The only legal source of electrical energy for the ROBOT during the competition, the ROBOT battery, is one of the following 12VDC non-spillable lead acid batteries:
A. MK Battery (P/N: ES17-12) or
B. EnerSys (P/N: NP 18-12)

Exception: Batteries integral to and part of a COTS computing device or self-contained camera are also permitted (e.g. laptop batteries), provided they’re only used to power the COTS computing device and any peripheral COTS USB input devices connected to the COTS computing device and they must be securely fastened to the ROBOT.

You can probably squeeze a real time clock battery under this.
However the Raspberry Pi does not ship with a battery to power it.

I’ve sent a question over to FIRST in private to see if they’ll let a battery or large capacitor integral to an approved power conditioning device onto an official competition field. Of course getting approval is a process in itself.
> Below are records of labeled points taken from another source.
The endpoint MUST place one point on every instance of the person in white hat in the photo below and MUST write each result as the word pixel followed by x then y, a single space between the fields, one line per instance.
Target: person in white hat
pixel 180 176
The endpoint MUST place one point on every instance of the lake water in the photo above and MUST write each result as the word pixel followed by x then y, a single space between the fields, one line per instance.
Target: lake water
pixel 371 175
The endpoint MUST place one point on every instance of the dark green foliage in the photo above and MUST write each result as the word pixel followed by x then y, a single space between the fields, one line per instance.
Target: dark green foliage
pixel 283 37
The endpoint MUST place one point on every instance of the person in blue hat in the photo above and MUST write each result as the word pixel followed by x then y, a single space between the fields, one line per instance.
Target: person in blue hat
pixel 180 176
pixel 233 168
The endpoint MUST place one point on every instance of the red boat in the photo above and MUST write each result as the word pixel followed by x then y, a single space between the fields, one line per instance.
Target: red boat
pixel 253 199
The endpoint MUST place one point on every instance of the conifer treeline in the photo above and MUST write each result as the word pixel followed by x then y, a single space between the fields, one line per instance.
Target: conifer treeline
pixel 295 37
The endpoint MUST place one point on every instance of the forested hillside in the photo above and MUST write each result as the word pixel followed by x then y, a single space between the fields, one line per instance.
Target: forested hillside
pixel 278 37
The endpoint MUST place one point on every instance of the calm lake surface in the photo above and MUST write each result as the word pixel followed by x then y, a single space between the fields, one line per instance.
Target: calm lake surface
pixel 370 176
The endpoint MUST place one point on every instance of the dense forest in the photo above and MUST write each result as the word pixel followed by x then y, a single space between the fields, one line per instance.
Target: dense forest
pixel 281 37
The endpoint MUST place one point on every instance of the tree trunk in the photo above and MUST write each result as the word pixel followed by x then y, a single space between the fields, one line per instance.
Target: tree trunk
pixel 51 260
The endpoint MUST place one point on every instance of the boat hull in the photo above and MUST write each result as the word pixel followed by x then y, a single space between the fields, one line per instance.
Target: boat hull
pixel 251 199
Fundamentally I think the answer to why integral batteries to COTS devices are allowed but not custom circuits has to do with the chance that someone builds something strange or unsafe that leaks power into unexpected places with the potential to cause movement when disabled or powered off. Also it goes back to the rules about devices that store energy of any type. Though I grant that custom circuits are not supposed to be connected to actuators of any sort so how exactly the power gets to movement must be left to the imagination (many laptops have fans that spin in them as well but again…they are within the laptop itself).

So you build a small battery into a case that holds a raspberry. Make enough to sell to other teams that might want one. create a little LLC to make/sell it. Presto a cots device. Fits the letter & spirit of the rules.

I think the main reason for no batteries in custom circuits is there is just not enough time to adequately inspect them & it greatly simplify the rules in this area.